Он взял чашку и сделал вид, что пьёт из неё, дует на горячий чай, прихлёбывает. Ледяная фарфоровая чашка обжигала пальцы, но Сергей сделал вид, что этого не замечает.
— Спасибо вам, — сказала Маргарита. — Увидела кусочек счастья. Вы меня как на машине времени свозили в прошлое. Есть у Уэллса такой роман. Читали?
Сергей «поперхнулся» чаем и едва не выронил чашку.
— Читал, — ответил он и поставил «недопитый» чай на стол.
Где-то близко протарахтел автомобиль. Может, всё ещё ищут его? Прислушался к ощущениям. Нет, это был не тот «Хорьх», на котором его катали. Может, это и не по его душу, но нужно спешить. А то он тут расчувствовался совсем, чаёвничает. Расслабился, одним словом.
— Ваш муж писал в последнее время? — осторожно спросил он.
Маргарита кивнула.
— Он о войне писал?
— Да, — ответила она и удивлённо вскинула на гостя глаза.
— Вы читали? — продолжил он расспрашивать.

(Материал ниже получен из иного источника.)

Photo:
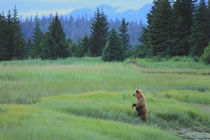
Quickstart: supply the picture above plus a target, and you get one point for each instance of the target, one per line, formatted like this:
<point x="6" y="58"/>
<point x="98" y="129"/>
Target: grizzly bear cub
<point x="140" y="105"/>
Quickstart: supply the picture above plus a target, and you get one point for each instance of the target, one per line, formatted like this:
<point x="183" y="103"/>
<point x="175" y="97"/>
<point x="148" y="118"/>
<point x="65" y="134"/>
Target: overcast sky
<point x="31" y="7"/>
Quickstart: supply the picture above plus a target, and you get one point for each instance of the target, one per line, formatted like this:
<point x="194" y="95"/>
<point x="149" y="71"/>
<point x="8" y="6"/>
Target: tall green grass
<point x="29" y="122"/>
<point x="26" y="81"/>
<point x="90" y="99"/>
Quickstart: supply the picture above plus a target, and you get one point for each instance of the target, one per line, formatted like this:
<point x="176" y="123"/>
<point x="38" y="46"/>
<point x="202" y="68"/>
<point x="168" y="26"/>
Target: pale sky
<point x="42" y="7"/>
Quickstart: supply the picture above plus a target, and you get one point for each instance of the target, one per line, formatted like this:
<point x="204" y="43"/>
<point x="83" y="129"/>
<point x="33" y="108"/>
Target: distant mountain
<point x="112" y="13"/>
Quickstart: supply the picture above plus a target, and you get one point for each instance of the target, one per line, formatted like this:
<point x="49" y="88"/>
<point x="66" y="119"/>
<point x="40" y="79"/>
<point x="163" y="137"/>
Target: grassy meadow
<point x="85" y="98"/>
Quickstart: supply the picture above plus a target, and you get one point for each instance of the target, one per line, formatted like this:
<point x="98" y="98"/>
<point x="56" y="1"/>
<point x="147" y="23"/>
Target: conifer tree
<point x="85" y="44"/>
<point x="160" y="29"/>
<point x="55" y="45"/>
<point x="18" y="40"/>
<point x="3" y="47"/>
<point x="146" y="47"/>
<point x="124" y="36"/>
<point x="182" y="24"/>
<point x="37" y="38"/>
<point x="208" y="21"/>
<point x="99" y="33"/>
<point x="9" y="37"/>
<point x="199" y="38"/>
<point x="113" y="50"/>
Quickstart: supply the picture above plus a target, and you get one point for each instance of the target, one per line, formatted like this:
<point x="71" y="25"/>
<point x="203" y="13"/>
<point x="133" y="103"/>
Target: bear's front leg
<point x="133" y="105"/>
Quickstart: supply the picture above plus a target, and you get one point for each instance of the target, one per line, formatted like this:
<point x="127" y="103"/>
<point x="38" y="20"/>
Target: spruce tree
<point x="208" y="21"/>
<point x="18" y="42"/>
<point x="9" y="37"/>
<point x="182" y="23"/>
<point x="124" y="36"/>
<point x="160" y="29"/>
<point x="99" y="33"/>
<point x="37" y="38"/>
<point x="3" y="47"/>
<point x="145" y="49"/>
<point x="55" y="45"/>
<point x="199" y="38"/>
<point x="113" y="50"/>
<point x="85" y="44"/>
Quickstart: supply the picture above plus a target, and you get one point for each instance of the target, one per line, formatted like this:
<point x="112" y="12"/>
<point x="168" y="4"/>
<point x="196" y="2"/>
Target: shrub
<point x="113" y="50"/>
<point x="206" y="55"/>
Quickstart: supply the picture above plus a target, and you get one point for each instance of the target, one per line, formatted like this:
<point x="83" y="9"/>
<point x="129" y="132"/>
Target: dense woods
<point x="174" y="28"/>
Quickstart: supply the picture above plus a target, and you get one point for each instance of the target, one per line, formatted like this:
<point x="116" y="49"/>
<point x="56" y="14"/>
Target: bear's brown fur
<point x="140" y="104"/>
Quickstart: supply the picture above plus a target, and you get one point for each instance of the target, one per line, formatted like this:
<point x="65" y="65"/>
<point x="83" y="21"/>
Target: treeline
<point x="11" y="39"/>
<point x="180" y="28"/>
<point x="75" y="28"/>
<point x="53" y="44"/>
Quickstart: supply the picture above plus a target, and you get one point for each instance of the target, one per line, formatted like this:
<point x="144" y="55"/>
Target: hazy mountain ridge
<point x="114" y="13"/>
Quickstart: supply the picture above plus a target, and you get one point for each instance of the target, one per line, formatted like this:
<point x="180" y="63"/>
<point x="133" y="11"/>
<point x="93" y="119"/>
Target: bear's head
<point x="138" y="94"/>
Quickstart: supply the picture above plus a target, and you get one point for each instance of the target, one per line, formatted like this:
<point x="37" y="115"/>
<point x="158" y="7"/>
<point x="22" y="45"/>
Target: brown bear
<point x="140" y="105"/>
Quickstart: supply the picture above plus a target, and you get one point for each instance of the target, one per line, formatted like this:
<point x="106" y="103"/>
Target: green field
<point x="90" y="99"/>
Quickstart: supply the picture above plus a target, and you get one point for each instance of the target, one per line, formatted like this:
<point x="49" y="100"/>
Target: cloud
<point x="46" y="12"/>
<point x="27" y="7"/>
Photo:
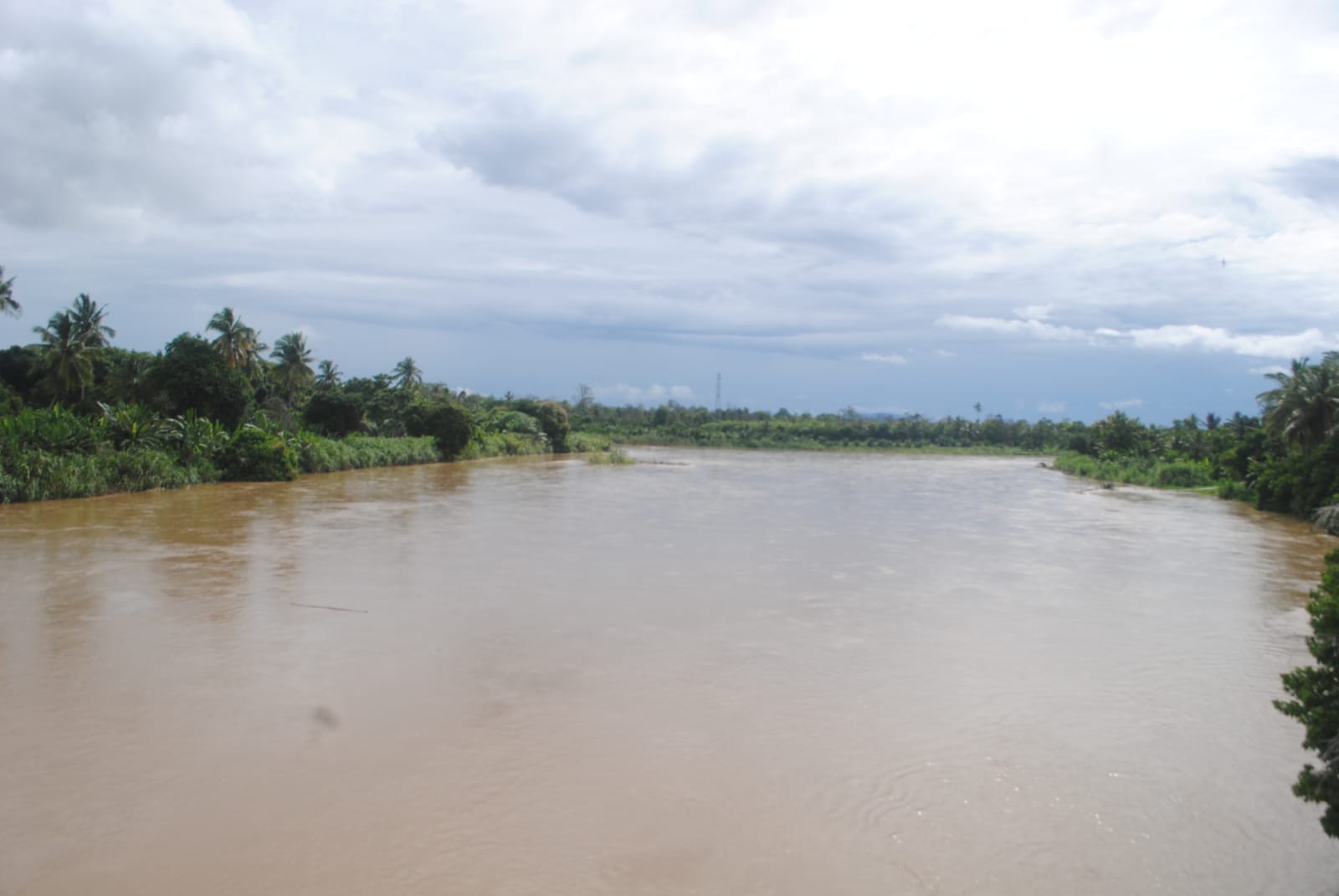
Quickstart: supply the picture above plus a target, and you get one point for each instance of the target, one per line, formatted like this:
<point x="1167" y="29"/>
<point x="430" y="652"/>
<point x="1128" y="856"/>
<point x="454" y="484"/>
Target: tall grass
<point x="1175" y="474"/>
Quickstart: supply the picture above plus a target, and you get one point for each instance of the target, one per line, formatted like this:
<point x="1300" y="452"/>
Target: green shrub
<point x="254" y="456"/>
<point x="449" y="423"/>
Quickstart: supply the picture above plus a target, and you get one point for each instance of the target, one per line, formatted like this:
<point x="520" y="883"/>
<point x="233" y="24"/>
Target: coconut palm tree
<point x="408" y="374"/>
<point x="239" y="345"/>
<point x="87" y="318"/>
<point x="1305" y="407"/>
<point x="328" y="374"/>
<point x="7" y="305"/>
<point x="292" y="363"/>
<point x="66" y="354"/>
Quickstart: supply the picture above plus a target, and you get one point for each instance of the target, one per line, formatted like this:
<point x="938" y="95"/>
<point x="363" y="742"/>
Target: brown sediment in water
<point x="730" y="673"/>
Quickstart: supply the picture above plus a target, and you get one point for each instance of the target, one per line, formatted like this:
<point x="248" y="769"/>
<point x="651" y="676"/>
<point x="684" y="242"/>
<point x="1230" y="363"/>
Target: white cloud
<point x="1168" y="336"/>
<point x="1034" y="312"/>
<point x="801" y="177"/>
<point x="654" y="394"/>
<point x="1215" y="339"/>
<point x="1004" y="327"/>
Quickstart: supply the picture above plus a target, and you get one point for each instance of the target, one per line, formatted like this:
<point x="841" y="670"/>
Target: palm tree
<point x="328" y="374"/>
<point x="87" y="318"/>
<point x="7" y="305"/>
<point x="238" y="343"/>
<point x="67" y="356"/>
<point x="408" y="374"/>
<point x="292" y="363"/>
<point x="1305" y="406"/>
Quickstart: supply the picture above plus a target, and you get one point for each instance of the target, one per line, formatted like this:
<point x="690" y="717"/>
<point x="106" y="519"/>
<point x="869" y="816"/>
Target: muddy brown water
<point x="722" y="673"/>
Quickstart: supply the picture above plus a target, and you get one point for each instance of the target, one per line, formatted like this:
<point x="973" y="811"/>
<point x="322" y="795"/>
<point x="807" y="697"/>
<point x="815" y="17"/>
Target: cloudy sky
<point x="1054" y="209"/>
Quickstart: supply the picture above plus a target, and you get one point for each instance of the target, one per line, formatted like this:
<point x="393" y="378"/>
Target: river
<point x="709" y="673"/>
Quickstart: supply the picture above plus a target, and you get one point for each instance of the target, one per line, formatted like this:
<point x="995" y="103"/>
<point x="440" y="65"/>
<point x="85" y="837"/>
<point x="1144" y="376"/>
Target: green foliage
<point x="1295" y="479"/>
<point x="334" y="412"/>
<point x="582" y="443"/>
<point x="66" y="356"/>
<point x="1316" y="698"/>
<point x="192" y="376"/>
<point x="446" y="422"/>
<point x="613" y="457"/>
<point x="1137" y="470"/>
<point x="502" y="445"/>
<point x="238" y="345"/>
<point x="553" y="419"/>
<point x="292" y="365"/>
<point x="254" y="456"/>
<point x="318" y="454"/>
<point x="1305" y="406"/>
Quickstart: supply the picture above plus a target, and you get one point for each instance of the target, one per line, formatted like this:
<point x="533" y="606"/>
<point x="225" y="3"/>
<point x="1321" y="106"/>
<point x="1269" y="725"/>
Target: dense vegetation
<point x="1316" y="698"/>
<point x="80" y="417"/>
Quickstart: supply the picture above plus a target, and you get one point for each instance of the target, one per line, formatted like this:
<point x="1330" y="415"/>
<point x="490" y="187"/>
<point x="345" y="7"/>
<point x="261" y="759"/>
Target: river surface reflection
<point x="711" y="673"/>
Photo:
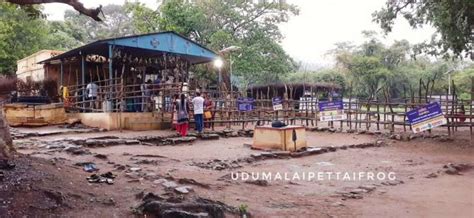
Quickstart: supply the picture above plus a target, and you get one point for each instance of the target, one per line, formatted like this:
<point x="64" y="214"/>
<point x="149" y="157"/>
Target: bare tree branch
<point x="78" y="6"/>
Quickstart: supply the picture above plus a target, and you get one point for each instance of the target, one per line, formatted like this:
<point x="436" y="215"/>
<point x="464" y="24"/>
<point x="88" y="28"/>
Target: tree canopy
<point x="453" y="20"/>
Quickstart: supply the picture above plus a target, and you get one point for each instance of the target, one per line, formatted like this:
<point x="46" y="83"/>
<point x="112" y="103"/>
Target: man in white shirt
<point x="198" y="105"/>
<point x="92" y="90"/>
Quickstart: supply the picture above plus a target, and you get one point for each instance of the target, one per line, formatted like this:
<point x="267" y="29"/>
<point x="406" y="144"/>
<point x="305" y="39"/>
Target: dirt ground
<point x="47" y="181"/>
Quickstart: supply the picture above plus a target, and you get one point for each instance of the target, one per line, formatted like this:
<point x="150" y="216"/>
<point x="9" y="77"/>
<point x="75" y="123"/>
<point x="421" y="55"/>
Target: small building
<point x="126" y="82"/>
<point x="29" y="67"/>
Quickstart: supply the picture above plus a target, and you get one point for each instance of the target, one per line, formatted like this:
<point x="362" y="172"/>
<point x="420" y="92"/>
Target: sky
<point x="319" y="25"/>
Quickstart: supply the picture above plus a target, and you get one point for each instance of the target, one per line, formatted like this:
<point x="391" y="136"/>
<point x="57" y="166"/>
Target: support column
<point x="109" y="98"/>
<point x="62" y="73"/>
<point x="83" y="85"/>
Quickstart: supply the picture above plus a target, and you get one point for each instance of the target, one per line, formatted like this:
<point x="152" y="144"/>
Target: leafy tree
<point x="84" y="30"/>
<point x="20" y="35"/>
<point x="453" y="20"/>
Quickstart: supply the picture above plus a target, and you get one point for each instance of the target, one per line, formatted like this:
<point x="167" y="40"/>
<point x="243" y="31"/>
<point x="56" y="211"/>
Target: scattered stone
<point x="160" y="181"/>
<point x="337" y="204"/>
<point x="368" y="188"/>
<point x="109" y="201"/>
<point x="169" y="184"/>
<point x="192" y="182"/>
<point x="350" y="131"/>
<point x="452" y="171"/>
<point x="183" y="189"/>
<point x="259" y="182"/>
<point x="135" y="169"/>
<point x="179" y="140"/>
<point x="101" y="156"/>
<point x="209" y="136"/>
<point x="358" y="191"/>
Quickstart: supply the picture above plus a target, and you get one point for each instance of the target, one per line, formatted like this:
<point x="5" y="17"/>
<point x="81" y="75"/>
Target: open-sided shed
<point x="138" y="73"/>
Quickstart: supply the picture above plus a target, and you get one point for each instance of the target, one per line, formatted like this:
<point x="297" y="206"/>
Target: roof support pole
<point x="110" y="75"/>
<point x="83" y="81"/>
<point x="62" y="73"/>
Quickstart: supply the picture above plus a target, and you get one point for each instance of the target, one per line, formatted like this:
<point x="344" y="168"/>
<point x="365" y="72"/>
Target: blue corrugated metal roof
<point x="161" y="42"/>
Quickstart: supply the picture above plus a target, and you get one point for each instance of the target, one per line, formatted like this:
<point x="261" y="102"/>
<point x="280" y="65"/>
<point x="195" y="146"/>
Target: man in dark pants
<point x="198" y="105"/>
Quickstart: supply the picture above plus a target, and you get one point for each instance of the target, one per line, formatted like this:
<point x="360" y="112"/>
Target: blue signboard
<point x="330" y="105"/>
<point x="245" y="104"/>
<point x="331" y="110"/>
<point x="277" y="103"/>
<point x="427" y="117"/>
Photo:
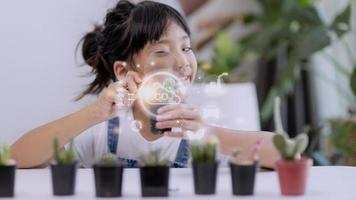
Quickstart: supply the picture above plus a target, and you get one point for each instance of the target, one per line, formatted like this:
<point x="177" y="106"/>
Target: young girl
<point x="134" y="41"/>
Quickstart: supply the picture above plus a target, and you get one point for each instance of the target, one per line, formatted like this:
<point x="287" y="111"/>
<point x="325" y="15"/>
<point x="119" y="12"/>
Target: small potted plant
<point x="63" y="169"/>
<point x="108" y="173"/>
<point x="205" y="164"/>
<point x="243" y="171"/>
<point x="154" y="175"/>
<point x="7" y="173"/>
<point x="292" y="169"/>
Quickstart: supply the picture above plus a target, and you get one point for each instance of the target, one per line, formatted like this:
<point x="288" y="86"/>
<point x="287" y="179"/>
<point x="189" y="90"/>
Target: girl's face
<point x="172" y="53"/>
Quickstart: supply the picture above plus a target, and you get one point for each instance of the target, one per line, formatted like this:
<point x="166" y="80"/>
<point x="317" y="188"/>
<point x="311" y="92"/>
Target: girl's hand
<point x="184" y="116"/>
<point x="116" y="98"/>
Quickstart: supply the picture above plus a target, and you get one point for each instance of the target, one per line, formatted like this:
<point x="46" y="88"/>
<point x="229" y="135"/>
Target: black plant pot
<point x="7" y="180"/>
<point x="243" y="178"/>
<point x="108" y="180"/>
<point x="63" y="178"/>
<point x="205" y="177"/>
<point x="153" y="122"/>
<point x="154" y="181"/>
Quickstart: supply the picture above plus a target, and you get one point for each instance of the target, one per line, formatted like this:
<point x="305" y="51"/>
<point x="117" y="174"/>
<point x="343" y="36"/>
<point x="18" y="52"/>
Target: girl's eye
<point x="187" y="49"/>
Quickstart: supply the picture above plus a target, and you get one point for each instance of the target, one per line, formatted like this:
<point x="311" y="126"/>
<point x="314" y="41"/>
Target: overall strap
<point x="113" y="136"/>
<point x="182" y="155"/>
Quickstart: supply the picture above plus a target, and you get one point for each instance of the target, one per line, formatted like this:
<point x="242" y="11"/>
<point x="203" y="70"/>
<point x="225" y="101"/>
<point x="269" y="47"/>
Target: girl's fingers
<point x="175" y="134"/>
<point x="137" y="77"/>
<point x="184" y="124"/>
<point x="171" y="107"/>
<point x="178" y="113"/>
<point x="133" y="78"/>
<point x="131" y="84"/>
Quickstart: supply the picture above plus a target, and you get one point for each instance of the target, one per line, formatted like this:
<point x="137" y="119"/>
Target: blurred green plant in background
<point x="292" y="27"/>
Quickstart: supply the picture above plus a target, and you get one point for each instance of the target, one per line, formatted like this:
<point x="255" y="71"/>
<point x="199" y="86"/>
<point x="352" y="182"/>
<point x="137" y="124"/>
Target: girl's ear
<point x="120" y="69"/>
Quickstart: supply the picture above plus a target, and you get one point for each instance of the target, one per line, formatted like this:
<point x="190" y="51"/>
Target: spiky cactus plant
<point x="152" y="159"/>
<point x="63" y="156"/>
<point x="289" y="148"/>
<point x="5" y="155"/>
<point x="204" y="150"/>
<point x="109" y="159"/>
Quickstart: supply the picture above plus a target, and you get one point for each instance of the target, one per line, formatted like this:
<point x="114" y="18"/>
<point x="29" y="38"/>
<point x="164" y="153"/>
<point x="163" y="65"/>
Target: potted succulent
<point x="205" y="164"/>
<point x="154" y="175"/>
<point x="292" y="169"/>
<point x="243" y="171"/>
<point x="7" y="173"/>
<point x="63" y="169"/>
<point x="108" y="173"/>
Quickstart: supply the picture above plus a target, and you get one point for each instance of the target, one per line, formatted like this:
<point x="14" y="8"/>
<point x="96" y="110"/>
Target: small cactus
<point x="62" y="156"/>
<point x="290" y="149"/>
<point x="5" y="155"/>
<point x="204" y="150"/>
<point x="152" y="159"/>
<point x="109" y="159"/>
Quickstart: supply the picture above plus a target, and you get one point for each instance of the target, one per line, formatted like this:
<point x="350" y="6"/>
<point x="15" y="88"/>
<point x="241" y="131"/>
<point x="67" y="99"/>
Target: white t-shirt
<point x="91" y="145"/>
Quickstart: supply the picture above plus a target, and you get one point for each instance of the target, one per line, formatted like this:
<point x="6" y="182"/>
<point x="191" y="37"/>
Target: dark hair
<point x="126" y="30"/>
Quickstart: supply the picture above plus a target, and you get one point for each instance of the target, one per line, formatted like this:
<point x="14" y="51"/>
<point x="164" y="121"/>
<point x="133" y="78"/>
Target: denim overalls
<point x="180" y="161"/>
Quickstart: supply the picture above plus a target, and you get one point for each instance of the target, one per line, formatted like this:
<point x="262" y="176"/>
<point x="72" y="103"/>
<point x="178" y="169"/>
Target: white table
<point x="324" y="183"/>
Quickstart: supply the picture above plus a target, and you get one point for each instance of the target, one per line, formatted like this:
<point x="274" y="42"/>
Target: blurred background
<point x="301" y="50"/>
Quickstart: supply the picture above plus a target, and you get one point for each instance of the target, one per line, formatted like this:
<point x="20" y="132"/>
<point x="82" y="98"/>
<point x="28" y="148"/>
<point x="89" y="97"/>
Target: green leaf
<point x="341" y="23"/>
<point x="353" y="81"/>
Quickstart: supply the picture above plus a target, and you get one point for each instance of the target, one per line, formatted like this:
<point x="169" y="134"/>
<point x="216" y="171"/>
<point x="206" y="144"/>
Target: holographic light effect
<point x="158" y="89"/>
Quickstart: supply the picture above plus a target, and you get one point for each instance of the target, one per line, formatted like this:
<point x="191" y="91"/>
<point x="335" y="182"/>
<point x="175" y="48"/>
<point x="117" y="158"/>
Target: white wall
<point x="39" y="75"/>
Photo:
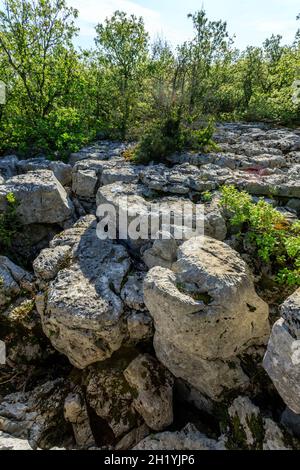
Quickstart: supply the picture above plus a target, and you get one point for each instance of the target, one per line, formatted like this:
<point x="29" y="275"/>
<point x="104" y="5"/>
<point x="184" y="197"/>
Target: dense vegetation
<point x="60" y="97"/>
<point x="264" y="230"/>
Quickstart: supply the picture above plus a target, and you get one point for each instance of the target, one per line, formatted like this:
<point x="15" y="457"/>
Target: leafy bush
<point x="8" y="223"/>
<point x="276" y="241"/>
<point x="170" y="135"/>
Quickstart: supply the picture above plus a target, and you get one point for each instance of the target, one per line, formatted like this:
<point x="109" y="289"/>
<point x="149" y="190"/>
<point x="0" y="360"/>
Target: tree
<point x="208" y="47"/>
<point x="123" y="45"/>
<point x="36" y="43"/>
<point x="36" y="37"/>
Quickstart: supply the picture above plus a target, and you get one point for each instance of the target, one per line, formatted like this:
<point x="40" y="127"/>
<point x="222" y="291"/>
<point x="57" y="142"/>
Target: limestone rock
<point x="75" y="411"/>
<point x="282" y="363"/>
<point x="206" y="312"/>
<point x="82" y="313"/>
<point x="249" y="430"/>
<point x="187" y="439"/>
<point x="139" y="326"/>
<point x="36" y="415"/>
<point x="41" y="198"/>
<point x="12" y="280"/>
<point x="111" y="397"/>
<point x="132" y="292"/>
<point x="50" y="261"/>
<point x="8" y="442"/>
<point x="61" y="170"/>
<point x="133" y="437"/>
<point x="291" y="421"/>
<point x="154" y="386"/>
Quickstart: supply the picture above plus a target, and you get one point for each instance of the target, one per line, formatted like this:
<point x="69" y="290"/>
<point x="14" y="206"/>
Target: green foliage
<point x="206" y="196"/>
<point x="58" y="97"/>
<point x="276" y="241"/>
<point x="8" y="223"/>
<point x="172" y="135"/>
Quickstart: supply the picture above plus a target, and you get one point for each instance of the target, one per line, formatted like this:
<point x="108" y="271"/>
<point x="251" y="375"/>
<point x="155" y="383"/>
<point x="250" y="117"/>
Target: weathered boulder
<point x="81" y="309"/>
<point x="154" y="387"/>
<point x="249" y="430"/>
<point x="206" y="312"/>
<point x="36" y="415"/>
<point x="61" y="170"/>
<point x="132" y="292"/>
<point x="8" y="442"/>
<point x="282" y="359"/>
<point x="41" y="198"/>
<point x="50" y="261"/>
<point x="89" y="175"/>
<point x="111" y="397"/>
<point x="187" y="439"/>
<point x="12" y="280"/>
<point x="291" y="421"/>
<point x="139" y="208"/>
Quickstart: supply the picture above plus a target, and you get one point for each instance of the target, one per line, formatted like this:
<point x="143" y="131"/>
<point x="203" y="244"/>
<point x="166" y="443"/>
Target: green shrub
<point x="276" y="241"/>
<point x="169" y="136"/>
<point x="8" y="224"/>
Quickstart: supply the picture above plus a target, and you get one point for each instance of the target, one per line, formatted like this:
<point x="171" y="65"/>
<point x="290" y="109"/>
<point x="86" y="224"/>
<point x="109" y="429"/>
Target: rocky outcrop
<point x="8" y="442"/>
<point x="41" y="198"/>
<point x="13" y="280"/>
<point x="75" y="412"/>
<point x="61" y="170"/>
<point x="130" y="391"/>
<point x="249" y="430"/>
<point x="137" y="202"/>
<point x="282" y="359"/>
<point x="187" y="439"/>
<point x="36" y="415"/>
<point x="154" y="387"/>
<point x="206" y="313"/>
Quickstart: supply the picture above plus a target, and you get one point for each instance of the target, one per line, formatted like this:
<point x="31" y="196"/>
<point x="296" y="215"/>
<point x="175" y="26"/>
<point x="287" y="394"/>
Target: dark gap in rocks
<point x="102" y="433"/>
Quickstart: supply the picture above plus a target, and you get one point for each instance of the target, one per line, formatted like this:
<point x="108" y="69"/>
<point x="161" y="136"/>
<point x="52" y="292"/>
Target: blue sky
<point x="250" y="20"/>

— Я не читала, Саша мне сам рассказывал. Как всегда фантастика… но странная фантастика. Он писал о поражении. О голодном Ленинграде. О разрушенном, но непокорённом Сталинграде. О разрушенном Берлине. Последние строки он писал уже перед Новым Годом. О весне. Он писал, что именно весной будет победа. Но я не верила. Это было похоже на мальчишеские мечтания. Знаете, как мальчишки фантазируют — вот я капитан дальнего плавания, я плыву на огромном пароходе. Ну, фантазии, что с них взять. Откуда он их черпал, я не знаю, иногда мне казалось, что это просто бред, но ум его как никогда был ясен. О какой весне может идти речь? Немцы закрепились здесь надолго.
— Всё это правда, — заметил Крутояров. — Не фантазии. Именно весной фашистов разгромят. Но не этой. Вот именно эту рукопись я и хочу спасти. Я должен её спасти. Чтобы люди знали.
— В этой квартире рукописи не было. Мы ведь здесь не жили с начала оккупации. Она всегда находилась у Саши под рукой. До самого последнего момента. Но немцы её забрали. Они ведь там, где мы жили, тоже обыск устроили.
— Это плохо… — только и сказал Сергей. — Это очень плохо.
— Вот вы о рукописи беспокоитесь, — голос Маргариты стал резким, раздражённым. — А о ребёнке вы не беспокоитесь? Что со Светланой будет? Ладно я, я пожила уже на свете. А она? Ей-то ведь двенадцать лет только.
Крутой встал из-за стола и стул облегчённо скрипнул. Подошёл к окну, всмотрелся в тёмные провалы окон в разбитых стенах соседних домов.
— С ней ничего не случится, — сказал он. — Она не погибнет. И вы тоже. Будьте спокойны по этому поводу.
— Но откуда такая уверенность? — Маргарита смотрела на него с недоверием, и в то же время она очень хотела верить.
— Я знаю. Я многое знаю. Как ваш муж.
— Вы… думаете, что он… что Саша… предвидел события?
— Теперь-то я в этом уверен на все сто процентов. Скажите, а немцы всё забрали? Все рукописи?
— Дневник его остался. Саша вёл его прилежно, каждый день. Перед самым Новым Годом он попросил меня спрятать дневник здесь, в этой квартире. Есть у нас тут одно потайное место… — Маргарита кивком указала куда-то вглубь квартиры. — И, понятное дело, что немцы его не нашли. Сейчас он здесь находится, в этой квартире. Вы можете забрать его… Хоть что-то спасёте.
— Да, действительно, хоть что-то. Но поверьте, я постараюсь и другие рукописи достать. — Сергей снова сел за стол и стул под ним опять заскрипел. — Я так понимаю, придётся за ними в Александровский дворец идти?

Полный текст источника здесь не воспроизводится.